C’est d’ailleurs ce double risque social et juridique qui a provoqué l’insuccès de l’introduction en bourse de Deliveroo. L’action perdant jusqu’à 31 % de sa valeur le premier jour de sa cotation, faute de gros investisseurs. Valant 390 pences début avril, elle n’en valait plus que 280 le 6 avril. A son introduction au London Stock Exchange, Deliveroo était valorisée 7,6 milliards de Livres. Sa valeur tombait à 5,1 milliards une semaine plus tard.
Nous n’en sommes pas encore là en France. Juridiquement, le statut de Deliveroo semble assez solide. Mais pas totalement. En effet, en février 2020, un conseil des prud’hommes a pour la première fois condamné l »entreprise pour « travail dissimulé. ». Selon les juges, le fait de rémunérer le livreur en tant qu’entrepreneur indépendant et non comme employé régulier constituait « une tentative de contourner la législation du travail.» Deliveroo a contesté ses conclusions et fait appel.
Liberté de choisir ses livraisons, travailler avec d’autres plateformes et sous-traiter…
Toute autre est l’analyse de la Cour d’Appel de Paris, dont nous avons pu nous procurer le jugement. Pour elle, « aucun indice, aucune subordination ne ressort des pièces du dossier.» Y compris dans le cas du système de géolocalisation, qui est « inhérent au service demandé ». Pas plus que dans l’octroi d’une assurance gratuite, constituant uniquement, une « amélioration » de la « situation matérielle» du prestataire.
Le juge a considéré également que les partenaires livreurs disposent d’une certaine liberté commerciale. Dont ne pourrait jouir un salarié. Les livreurs peuvent décider de leurs plages de travail et de leurs lieux de travail. Décider d’accepter ou de refuser les tarifs proposés par le cocontractant, voire de les négocier. Deliveroo ajoute qu’ils peuvent également collaborer avec d’autres plateformes concurrentes de Deliveroo (ce que faisait le plaignant). Et même sous-traiter leurs prestations.
Le juge n’a pas non plus retenu comme constitutif d’une subordination permanente les sanctions dont le livreur a été l’objet. En particulier pour le non respect des tranches horaires de livraison sur lesquelles il s’était contractuellement engagé.

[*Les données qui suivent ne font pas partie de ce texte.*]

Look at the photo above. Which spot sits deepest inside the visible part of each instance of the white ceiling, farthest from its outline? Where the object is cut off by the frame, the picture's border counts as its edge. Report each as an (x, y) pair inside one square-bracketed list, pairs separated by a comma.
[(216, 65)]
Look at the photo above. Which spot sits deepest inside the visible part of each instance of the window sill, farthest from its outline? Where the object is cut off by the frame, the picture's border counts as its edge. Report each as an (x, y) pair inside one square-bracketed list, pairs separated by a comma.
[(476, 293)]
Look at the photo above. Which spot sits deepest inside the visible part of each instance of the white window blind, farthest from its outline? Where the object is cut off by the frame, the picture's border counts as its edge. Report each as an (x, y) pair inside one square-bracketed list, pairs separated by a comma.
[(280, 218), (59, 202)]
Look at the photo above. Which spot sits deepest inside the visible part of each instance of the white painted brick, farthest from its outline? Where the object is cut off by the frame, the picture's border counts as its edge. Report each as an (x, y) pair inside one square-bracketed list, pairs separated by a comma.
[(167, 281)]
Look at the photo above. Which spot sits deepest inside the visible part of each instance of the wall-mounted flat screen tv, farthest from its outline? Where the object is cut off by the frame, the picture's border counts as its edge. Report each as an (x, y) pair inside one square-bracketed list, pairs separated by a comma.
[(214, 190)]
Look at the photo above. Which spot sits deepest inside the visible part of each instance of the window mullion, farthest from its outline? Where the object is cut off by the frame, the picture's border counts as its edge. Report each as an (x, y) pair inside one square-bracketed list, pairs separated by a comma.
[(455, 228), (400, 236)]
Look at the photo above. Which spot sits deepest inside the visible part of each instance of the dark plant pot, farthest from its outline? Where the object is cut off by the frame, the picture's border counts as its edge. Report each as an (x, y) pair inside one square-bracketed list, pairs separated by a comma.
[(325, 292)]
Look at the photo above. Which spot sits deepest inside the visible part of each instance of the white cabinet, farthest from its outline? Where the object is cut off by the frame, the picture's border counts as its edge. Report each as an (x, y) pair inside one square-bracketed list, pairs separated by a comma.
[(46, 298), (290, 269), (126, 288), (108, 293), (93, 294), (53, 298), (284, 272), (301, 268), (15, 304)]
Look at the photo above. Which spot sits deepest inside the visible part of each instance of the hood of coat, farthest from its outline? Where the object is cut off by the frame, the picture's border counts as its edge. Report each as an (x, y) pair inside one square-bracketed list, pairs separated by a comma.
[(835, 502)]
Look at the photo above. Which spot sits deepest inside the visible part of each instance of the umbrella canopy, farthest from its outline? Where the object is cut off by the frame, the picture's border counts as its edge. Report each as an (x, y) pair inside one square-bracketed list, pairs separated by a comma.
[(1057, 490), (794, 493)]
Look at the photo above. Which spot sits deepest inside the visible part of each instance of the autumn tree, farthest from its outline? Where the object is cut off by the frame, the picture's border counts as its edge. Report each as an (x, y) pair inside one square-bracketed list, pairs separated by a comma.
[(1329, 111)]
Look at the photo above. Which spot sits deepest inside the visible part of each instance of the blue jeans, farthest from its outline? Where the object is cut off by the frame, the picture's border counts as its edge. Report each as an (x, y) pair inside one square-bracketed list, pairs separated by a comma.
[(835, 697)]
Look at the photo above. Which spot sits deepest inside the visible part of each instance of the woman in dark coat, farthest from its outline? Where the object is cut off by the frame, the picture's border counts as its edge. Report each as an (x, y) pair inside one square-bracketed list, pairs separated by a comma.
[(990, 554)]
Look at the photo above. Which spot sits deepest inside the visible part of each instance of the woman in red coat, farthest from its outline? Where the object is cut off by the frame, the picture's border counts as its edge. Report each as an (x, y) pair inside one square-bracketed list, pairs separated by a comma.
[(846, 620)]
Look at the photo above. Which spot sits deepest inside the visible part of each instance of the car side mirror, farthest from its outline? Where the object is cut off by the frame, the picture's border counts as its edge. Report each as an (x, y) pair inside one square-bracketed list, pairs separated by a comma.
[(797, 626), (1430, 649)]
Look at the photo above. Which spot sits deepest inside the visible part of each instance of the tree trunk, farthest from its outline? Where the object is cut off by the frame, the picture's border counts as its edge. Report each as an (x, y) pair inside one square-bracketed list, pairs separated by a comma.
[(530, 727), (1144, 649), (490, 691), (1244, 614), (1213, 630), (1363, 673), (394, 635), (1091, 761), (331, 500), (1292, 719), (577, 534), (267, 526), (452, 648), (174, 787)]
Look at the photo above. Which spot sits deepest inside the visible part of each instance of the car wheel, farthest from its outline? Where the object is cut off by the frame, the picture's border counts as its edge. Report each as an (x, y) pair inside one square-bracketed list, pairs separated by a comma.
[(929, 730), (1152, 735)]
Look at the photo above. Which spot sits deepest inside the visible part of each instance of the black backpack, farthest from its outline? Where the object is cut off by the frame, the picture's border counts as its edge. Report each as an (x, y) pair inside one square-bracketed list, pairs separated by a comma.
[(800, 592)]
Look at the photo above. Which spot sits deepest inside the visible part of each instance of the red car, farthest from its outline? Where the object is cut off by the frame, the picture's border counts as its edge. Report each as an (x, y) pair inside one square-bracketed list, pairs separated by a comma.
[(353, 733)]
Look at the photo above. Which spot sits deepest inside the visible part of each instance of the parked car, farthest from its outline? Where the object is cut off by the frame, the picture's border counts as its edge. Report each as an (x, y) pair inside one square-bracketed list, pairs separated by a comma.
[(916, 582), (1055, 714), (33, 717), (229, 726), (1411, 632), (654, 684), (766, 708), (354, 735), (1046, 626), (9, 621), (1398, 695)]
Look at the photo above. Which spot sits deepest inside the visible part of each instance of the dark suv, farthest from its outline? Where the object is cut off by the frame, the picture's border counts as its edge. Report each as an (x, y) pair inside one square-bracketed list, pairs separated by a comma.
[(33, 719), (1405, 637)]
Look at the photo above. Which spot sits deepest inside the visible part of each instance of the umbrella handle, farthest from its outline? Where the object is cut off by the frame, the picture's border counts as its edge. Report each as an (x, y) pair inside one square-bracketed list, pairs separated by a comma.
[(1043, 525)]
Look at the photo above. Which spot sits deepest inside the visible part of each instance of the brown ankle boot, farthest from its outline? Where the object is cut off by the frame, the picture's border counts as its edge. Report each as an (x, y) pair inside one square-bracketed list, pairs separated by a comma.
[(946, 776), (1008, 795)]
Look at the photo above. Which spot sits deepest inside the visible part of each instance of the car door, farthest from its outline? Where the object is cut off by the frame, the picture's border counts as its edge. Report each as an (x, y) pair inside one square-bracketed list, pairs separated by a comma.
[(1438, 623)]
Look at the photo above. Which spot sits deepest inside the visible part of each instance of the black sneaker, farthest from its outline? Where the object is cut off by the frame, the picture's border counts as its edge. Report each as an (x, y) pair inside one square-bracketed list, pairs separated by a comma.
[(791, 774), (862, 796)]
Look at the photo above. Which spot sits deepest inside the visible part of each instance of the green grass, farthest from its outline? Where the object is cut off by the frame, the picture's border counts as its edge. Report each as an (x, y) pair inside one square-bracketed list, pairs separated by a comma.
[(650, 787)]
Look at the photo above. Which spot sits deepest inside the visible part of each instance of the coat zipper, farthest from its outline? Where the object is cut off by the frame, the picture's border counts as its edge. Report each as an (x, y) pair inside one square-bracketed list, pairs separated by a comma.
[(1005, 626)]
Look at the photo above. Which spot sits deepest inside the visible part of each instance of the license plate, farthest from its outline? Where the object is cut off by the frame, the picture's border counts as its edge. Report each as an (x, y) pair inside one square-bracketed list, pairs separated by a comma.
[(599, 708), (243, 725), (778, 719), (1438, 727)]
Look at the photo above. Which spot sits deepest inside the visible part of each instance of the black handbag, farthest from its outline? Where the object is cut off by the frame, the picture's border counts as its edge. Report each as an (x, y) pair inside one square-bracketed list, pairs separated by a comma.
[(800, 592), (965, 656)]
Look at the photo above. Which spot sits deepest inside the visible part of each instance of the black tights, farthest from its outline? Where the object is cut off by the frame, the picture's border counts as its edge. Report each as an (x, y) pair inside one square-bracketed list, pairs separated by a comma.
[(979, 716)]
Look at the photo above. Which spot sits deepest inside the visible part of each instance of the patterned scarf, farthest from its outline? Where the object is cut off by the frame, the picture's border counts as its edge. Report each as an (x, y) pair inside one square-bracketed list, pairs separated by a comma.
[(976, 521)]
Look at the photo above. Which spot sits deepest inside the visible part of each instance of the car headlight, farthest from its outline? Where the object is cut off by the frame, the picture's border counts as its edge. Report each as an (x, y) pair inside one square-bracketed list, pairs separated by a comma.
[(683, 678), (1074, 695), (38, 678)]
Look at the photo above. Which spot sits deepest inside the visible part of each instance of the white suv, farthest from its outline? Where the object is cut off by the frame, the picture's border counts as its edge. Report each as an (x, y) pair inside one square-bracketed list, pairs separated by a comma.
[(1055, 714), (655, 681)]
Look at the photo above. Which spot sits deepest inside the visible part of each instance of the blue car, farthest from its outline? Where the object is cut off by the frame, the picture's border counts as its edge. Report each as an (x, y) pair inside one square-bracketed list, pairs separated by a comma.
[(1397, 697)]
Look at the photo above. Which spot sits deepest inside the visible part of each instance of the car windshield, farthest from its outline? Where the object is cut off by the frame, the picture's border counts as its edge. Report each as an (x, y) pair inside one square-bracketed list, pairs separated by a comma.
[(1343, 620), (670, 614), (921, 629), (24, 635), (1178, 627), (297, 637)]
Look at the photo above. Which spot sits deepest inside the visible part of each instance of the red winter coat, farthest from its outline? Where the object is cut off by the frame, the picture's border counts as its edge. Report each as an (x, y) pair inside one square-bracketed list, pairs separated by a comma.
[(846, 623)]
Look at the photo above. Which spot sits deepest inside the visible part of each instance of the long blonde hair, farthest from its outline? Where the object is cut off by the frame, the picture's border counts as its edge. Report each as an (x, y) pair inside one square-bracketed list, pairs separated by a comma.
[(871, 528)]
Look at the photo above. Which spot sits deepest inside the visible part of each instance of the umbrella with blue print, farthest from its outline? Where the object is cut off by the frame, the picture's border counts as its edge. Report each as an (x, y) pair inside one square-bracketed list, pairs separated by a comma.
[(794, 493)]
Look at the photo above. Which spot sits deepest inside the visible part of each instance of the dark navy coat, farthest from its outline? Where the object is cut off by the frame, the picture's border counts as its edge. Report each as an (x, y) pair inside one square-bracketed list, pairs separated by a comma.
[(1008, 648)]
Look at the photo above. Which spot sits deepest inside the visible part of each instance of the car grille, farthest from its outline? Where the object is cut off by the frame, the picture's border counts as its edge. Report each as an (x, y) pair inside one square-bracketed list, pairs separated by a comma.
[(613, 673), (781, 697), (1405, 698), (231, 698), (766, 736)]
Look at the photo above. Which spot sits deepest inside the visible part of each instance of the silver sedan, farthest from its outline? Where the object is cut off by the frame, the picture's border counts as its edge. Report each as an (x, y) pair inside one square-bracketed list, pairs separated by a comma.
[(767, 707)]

De manière générale, pour se prémunir sans doute de nouveaux contentieux dans l’avenir, Deliveroo considère accorder aux livreurs indépendants des facultés incompatibles avec le statut des travailleurs. Ces « facultés » sont précisément définies par une ordonnance de la Cour européenne de justice rendue le 22 avril 2020
La juridiction de Luxembourg définit en effet six « facultés », six libertés de fait, que Deliveroo assure garantir à ses « partenaires livreurs ». Liberté pour eux de choisir quand et où travailler. Liberté de choisir l’amplitude horaire de travail. De mettre fin à son partenariat à sa convenance. De refuser une course. Liberté de travailler avec une plateforme concurrente. Et même de sous-traiter son activité. L’avenir dira si ce modèle suffira encore à emporter l’adhésion des juges français.